# Migraine: Effective MJ for Migraine Headaches



## Goldie (Apr 4, 2005)

Migraine Strain Effectiveness To Date (2004.12.29)    (copied & pasted)

--------------------------------------------------------------------------

One of the key difficulties in identifying strains that are specifically beneficial to migraine is that the THC provides enough pain relief that it can mask the effectiveness for migraine. Instead, I rate the migraine-specific relief by it\'s effectiveness in reducing or eliminating the non-pain symptoms of migraine: auras, tingling lips, weakness/droop in the cheek, numbness and weakness in the fingers.

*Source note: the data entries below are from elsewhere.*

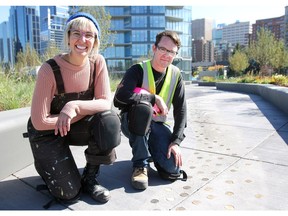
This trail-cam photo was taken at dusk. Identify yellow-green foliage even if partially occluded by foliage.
[0,74,35,111]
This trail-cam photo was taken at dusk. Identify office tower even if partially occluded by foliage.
[104,6,192,73]
[9,6,40,65]
[40,6,69,54]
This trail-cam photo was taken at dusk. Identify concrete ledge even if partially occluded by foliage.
[0,107,33,180]
[198,81,216,86]
[216,82,288,114]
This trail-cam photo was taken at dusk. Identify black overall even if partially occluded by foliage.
[27,59,120,201]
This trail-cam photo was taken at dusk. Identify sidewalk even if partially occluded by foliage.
[0,84,288,211]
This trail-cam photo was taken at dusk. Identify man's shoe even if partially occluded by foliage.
[131,167,148,190]
[81,163,111,203]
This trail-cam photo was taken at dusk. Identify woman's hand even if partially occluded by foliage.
[167,143,182,167]
[55,113,71,137]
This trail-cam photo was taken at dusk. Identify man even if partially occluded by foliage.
[114,31,187,190]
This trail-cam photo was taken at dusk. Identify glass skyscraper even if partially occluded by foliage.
[103,6,192,72]
[9,6,40,65]
[39,6,69,54]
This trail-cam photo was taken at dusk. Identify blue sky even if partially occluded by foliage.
[0,0,288,24]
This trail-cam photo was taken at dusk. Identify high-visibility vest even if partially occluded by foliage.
[139,60,180,122]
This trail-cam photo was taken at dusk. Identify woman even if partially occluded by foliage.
[28,12,120,206]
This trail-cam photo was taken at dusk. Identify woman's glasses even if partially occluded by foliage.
[70,29,97,40]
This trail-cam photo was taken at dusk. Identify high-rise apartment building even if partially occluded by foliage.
[192,18,214,62]
[39,6,69,54]
[0,21,13,63]
[192,18,214,41]
[9,6,40,65]
[104,6,192,72]
[222,21,252,46]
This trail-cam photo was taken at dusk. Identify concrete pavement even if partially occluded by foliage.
[0,84,288,211]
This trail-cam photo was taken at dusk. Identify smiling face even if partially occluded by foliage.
[152,36,178,72]
[65,17,99,59]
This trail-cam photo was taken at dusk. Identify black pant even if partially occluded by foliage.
[27,116,116,200]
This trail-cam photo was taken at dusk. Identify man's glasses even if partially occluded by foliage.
[70,29,97,40]
[157,46,178,57]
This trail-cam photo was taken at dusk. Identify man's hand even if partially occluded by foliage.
[155,95,168,115]
[167,143,182,167]
[55,113,71,137]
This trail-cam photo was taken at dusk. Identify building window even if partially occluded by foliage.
[132,30,148,42]
[132,16,148,28]
[150,16,165,28]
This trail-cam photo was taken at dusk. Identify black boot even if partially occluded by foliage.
[81,163,110,203]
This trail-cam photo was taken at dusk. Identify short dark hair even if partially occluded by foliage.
[155,30,181,50]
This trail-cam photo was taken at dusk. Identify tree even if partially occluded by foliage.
[229,50,249,76]
[75,6,116,51]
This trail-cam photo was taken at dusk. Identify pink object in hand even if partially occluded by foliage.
[133,87,161,114]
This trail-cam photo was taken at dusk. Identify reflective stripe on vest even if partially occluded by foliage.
[139,60,180,122]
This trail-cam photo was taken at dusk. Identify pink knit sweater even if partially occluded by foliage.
[31,54,111,130]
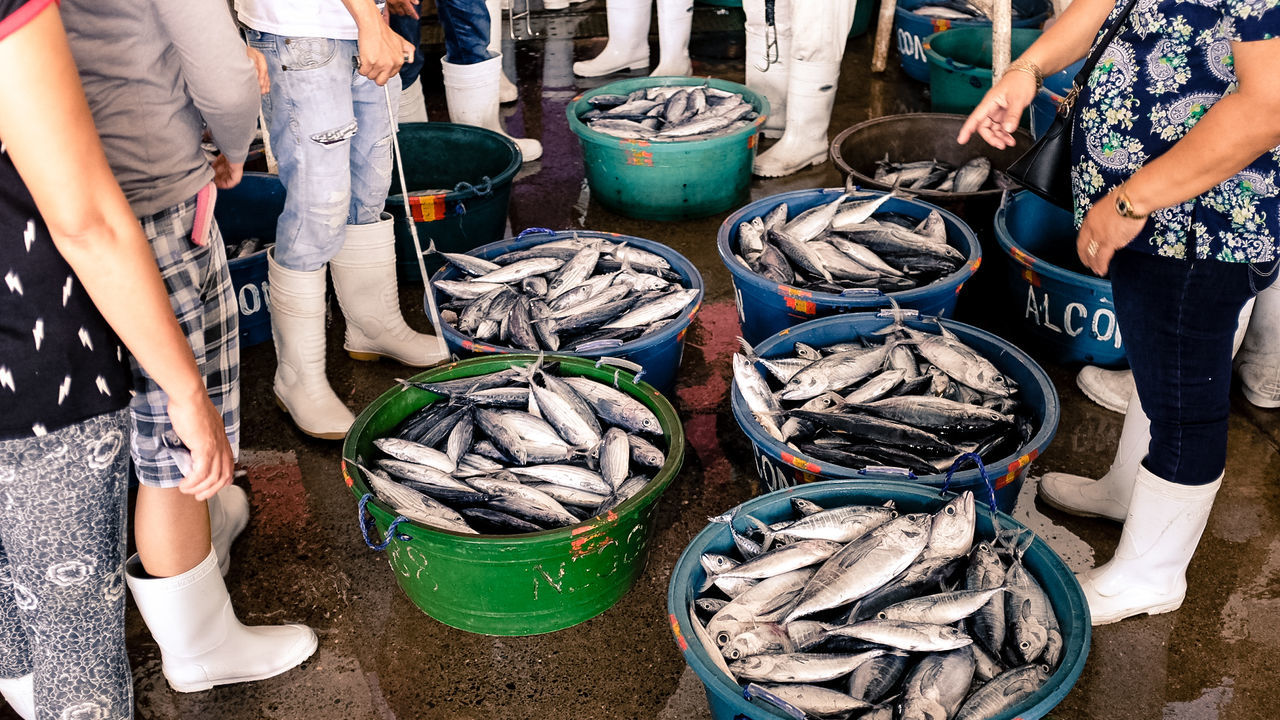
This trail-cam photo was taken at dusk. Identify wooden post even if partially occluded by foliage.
[870,0,897,73]
[991,0,1014,86]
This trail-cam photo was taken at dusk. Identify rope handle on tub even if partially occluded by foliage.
[356,492,413,552]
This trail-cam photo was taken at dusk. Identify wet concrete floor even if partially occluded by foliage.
[12,0,1280,720]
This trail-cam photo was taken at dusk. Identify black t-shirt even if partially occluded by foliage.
[0,0,132,438]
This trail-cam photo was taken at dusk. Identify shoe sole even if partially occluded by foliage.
[275,395,347,439]
[1036,487,1125,523]
[1075,375,1129,415]
[164,632,320,693]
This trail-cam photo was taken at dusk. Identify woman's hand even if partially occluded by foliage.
[1075,190,1147,277]
[956,70,1037,150]
[169,387,236,500]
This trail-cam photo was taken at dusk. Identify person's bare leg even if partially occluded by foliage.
[133,486,211,578]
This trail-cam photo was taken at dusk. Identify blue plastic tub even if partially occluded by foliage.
[214,173,284,348]
[431,231,703,397]
[893,0,1053,82]
[731,313,1061,512]
[1032,60,1084,138]
[667,480,1092,720]
[717,188,982,345]
[996,192,1126,368]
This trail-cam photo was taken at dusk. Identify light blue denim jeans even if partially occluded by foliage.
[246,29,401,272]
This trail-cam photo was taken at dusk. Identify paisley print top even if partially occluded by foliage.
[1071,0,1280,263]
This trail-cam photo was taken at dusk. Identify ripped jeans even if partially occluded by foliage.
[246,29,401,272]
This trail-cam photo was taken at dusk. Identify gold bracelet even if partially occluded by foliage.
[1006,58,1044,90]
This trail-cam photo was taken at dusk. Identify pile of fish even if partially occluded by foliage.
[434,234,699,352]
[874,155,996,192]
[689,492,1064,720]
[357,361,667,534]
[227,237,275,260]
[911,0,1024,20]
[733,315,1036,477]
[579,85,759,141]
[736,193,965,293]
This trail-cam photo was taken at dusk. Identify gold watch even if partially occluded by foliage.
[1116,186,1151,220]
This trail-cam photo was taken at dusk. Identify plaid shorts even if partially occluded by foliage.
[129,188,239,488]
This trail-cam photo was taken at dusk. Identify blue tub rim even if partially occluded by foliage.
[995,190,1111,296]
[387,122,525,207]
[667,479,1093,720]
[429,229,707,369]
[564,76,771,152]
[730,313,1062,491]
[716,187,982,309]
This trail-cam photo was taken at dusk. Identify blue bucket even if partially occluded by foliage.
[717,188,982,345]
[731,313,1062,512]
[431,229,703,397]
[1032,60,1084,138]
[667,480,1093,720]
[996,192,1128,368]
[893,0,1053,82]
[214,173,284,348]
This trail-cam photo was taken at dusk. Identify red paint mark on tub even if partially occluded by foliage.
[241,450,305,534]
[671,612,689,652]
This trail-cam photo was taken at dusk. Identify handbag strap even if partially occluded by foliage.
[1061,0,1138,107]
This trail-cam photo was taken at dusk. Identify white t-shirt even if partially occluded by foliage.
[236,0,363,40]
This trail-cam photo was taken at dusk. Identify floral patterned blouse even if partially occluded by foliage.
[1071,0,1280,263]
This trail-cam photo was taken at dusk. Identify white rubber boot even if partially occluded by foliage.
[209,486,248,578]
[0,673,36,720]
[1235,283,1280,407]
[751,60,840,178]
[1039,393,1151,523]
[396,77,428,123]
[649,0,694,77]
[124,548,316,693]
[329,213,448,368]
[1075,365,1133,413]
[266,249,356,439]
[742,0,791,137]
[573,0,653,77]
[485,0,520,102]
[440,55,543,163]
[1076,468,1222,625]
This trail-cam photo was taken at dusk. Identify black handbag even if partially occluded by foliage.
[1005,0,1138,210]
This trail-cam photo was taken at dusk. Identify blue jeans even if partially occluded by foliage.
[435,0,494,65]
[246,29,401,272]
[1111,250,1275,486]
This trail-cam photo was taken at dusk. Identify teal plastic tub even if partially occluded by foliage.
[996,191,1128,368]
[716,188,982,345]
[564,77,769,220]
[924,26,1041,114]
[387,123,524,282]
[667,480,1092,720]
[730,313,1062,512]
[214,173,284,348]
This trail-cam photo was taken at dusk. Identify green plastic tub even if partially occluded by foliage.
[387,123,522,282]
[924,27,1041,114]
[667,480,1093,720]
[342,355,685,635]
[566,77,769,220]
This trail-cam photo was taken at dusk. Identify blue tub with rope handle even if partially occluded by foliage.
[387,123,522,282]
[731,311,1061,512]
[667,480,1093,720]
[431,228,703,396]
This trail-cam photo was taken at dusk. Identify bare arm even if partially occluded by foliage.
[342,0,417,85]
[956,0,1115,147]
[0,5,233,498]
[1078,38,1280,275]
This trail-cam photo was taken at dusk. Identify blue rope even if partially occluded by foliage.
[938,452,1000,536]
[356,492,413,552]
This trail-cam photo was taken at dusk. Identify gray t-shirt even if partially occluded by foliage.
[61,0,261,218]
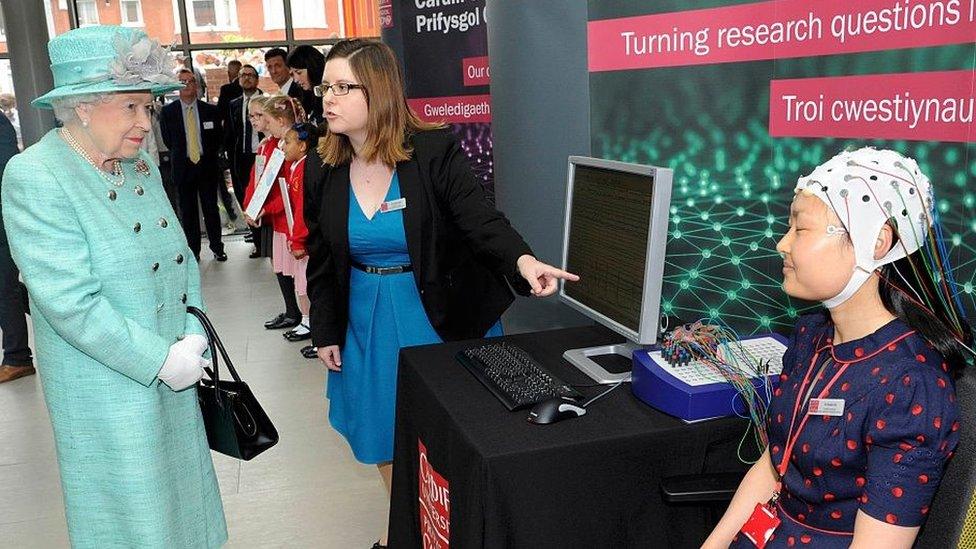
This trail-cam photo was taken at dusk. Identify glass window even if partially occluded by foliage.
[181,48,286,103]
[119,0,142,27]
[0,59,23,146]
[75,0,98,27]
[44,0,71,38]
[262,0,328,30]
[180,0,284,44]
[186,0,239,32]
[290,0,380,40]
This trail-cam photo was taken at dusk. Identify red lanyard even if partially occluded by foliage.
[776,351,853,480]
[776,330,915,482]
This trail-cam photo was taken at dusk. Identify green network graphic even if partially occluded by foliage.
[590,46,976,334]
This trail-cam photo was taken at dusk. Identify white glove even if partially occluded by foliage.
[156,334,210,391]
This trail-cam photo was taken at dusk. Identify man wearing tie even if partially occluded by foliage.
[160,69,227,261]
[224,65,264,258]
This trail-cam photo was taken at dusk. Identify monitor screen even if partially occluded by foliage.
[563,163,654,340]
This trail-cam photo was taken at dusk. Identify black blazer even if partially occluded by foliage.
[159,100,223,185]
[305,130,532,347]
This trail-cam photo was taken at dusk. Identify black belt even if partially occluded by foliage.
[349,261,413,274]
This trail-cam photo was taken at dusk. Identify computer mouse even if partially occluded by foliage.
[526,398,586,425]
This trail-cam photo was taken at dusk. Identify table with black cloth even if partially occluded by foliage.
[390,326,756,549]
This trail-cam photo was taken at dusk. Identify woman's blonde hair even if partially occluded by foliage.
[318,38,444,166]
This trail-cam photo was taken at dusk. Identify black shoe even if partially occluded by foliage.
[264,314,302,330]
[281,324,312,342]
[264,313,285,330]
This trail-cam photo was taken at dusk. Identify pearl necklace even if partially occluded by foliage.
[58,128,125,187]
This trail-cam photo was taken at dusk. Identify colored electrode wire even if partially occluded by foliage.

In order of migraine prophylaxis (prevention) benefit:

- DPMZ-1 X DPBB - This is my first successful attempt at getting the migraine prophylaxis of two seperate plants to combine. The result is superior migraine prophylaxis (absolute lock on migraine symptoms for 45-60 minutes), with minimal stony side-effects. Virtually no head-forward sativa stone to aggravate the migraines. Nice double-afghan spicy flavour with a fruity hint-of-sweetness overtone. Commercially you may find DP Skywalker equivalent, but those are different parents likely selected for their THC potency instead of their migraine prophylaxis. I did get a clone of this particular pheno to Marco, so hopefully it can make it\'s way around.

- BOG LSD Freak - this tasty, low yielding, sweet, potent indica had an absolute lock on the migraine like the Mazar, but lasting closer to an hour, possibly a bit longer. What a pity it was such a low yielder and virtually impossible to clone. I\'ve been told this may have been a Lifesaver throwback, which can happen no matter how good the breeding of a strain.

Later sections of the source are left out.